Zwischen den Literaturen © Goethe-Institut Krakau

Polnische Literaturübersetzerinnen und –Übersetzer erzählen von deutschsprachigen Autorinnen und Autoren

Die Literaturübersetzerinnen und –Übersetzer stehen nicht mehr im Schatten, sondern sind zu gleichberechtigen Mitautorinnen und –Autoren geworden. Sind wir uns aber dessen bewusst, dass sie die deutschsprachige Literatur schreiben, ihren Kanon und das Bild mitgestalten, Autorinnen und Autoren fördern? Inwieweit wissen wir, dass unsere Lektüre von Kafka, Goethe, Bernhard oder Hesse durch die Stimmen der Übersetzerinnen und Übersetzer geprägt ist? Können wir uns die Präsenz dieser Autoren ohne der bewussten Auswahl, des persönlichen Engagements und Leidenschaft der Übersetzerinnen und Übersetzer vorstellen, die die Rolle der Literaturbotschafterinnen und –Botschafter übernehmen und um die Präsenz ihres Autors/Autorin auf dem polnischen Buchmarkt kämpfen?

In der Gesprächsreihe „Zwischen den Literaturen. Polnische Literaturübersetzerinnen und –Übersetzer erzählen von deutschsprachigen Autorinnen und Autoren“ möchten wir diese und andere Fragen beantworten und die Literaturübersetzerinnen und –Übersetzer zur Sprache kommen lassen. In diesen Gesprächen wird die Geschichte der deutschsprachigen Schriftstellerinnen und Schriftsteller erzählt, die uns mit der Stimme ihrer Literaturübersetzer und –Übersetzerinnen ansprechen, weiterhin die Geschichte und die Präsenz der deutschsprachigen Literatur in Polen, die es ohne Übersetzungen nicht geben würde.
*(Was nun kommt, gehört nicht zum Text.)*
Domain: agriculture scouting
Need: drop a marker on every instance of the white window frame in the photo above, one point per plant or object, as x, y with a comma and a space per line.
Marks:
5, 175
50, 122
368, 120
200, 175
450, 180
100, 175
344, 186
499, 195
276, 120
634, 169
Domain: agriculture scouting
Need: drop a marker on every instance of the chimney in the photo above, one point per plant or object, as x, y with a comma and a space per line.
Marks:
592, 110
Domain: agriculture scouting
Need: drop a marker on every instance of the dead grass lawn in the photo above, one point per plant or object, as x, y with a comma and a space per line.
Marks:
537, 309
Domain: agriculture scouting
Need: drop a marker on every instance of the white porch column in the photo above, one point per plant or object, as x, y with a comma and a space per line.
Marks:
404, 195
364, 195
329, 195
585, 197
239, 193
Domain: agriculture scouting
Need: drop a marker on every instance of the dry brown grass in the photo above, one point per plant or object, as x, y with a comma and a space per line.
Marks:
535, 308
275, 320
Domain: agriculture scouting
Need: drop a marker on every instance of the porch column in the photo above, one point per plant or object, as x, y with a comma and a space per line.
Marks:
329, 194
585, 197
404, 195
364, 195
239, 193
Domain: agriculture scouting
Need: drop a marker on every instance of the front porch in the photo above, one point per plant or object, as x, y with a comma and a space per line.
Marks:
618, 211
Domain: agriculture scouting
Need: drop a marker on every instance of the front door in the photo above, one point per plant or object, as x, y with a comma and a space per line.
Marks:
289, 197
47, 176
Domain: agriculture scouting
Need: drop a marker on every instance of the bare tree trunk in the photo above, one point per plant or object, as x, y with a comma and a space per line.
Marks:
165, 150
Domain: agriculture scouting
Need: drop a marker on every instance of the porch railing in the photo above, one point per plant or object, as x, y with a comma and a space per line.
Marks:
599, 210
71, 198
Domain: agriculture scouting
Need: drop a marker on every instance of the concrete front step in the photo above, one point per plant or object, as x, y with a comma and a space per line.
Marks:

Mit angesehenen Literaturübersetzerinnen und -Übersetzern sowie Literaturkennerinnen und Kenner sprechen Piotr de Bończa Bukowski und Paweł Zarychta von der Translationsabteilung des Germanistischen Instituts an der Jagiellonen Universität.

Das Projekt wird vom Goethe-Institut Krakau und von der Translationsabteilung des Germanistischen Instituts an der Jagiellonen Universität organisiert.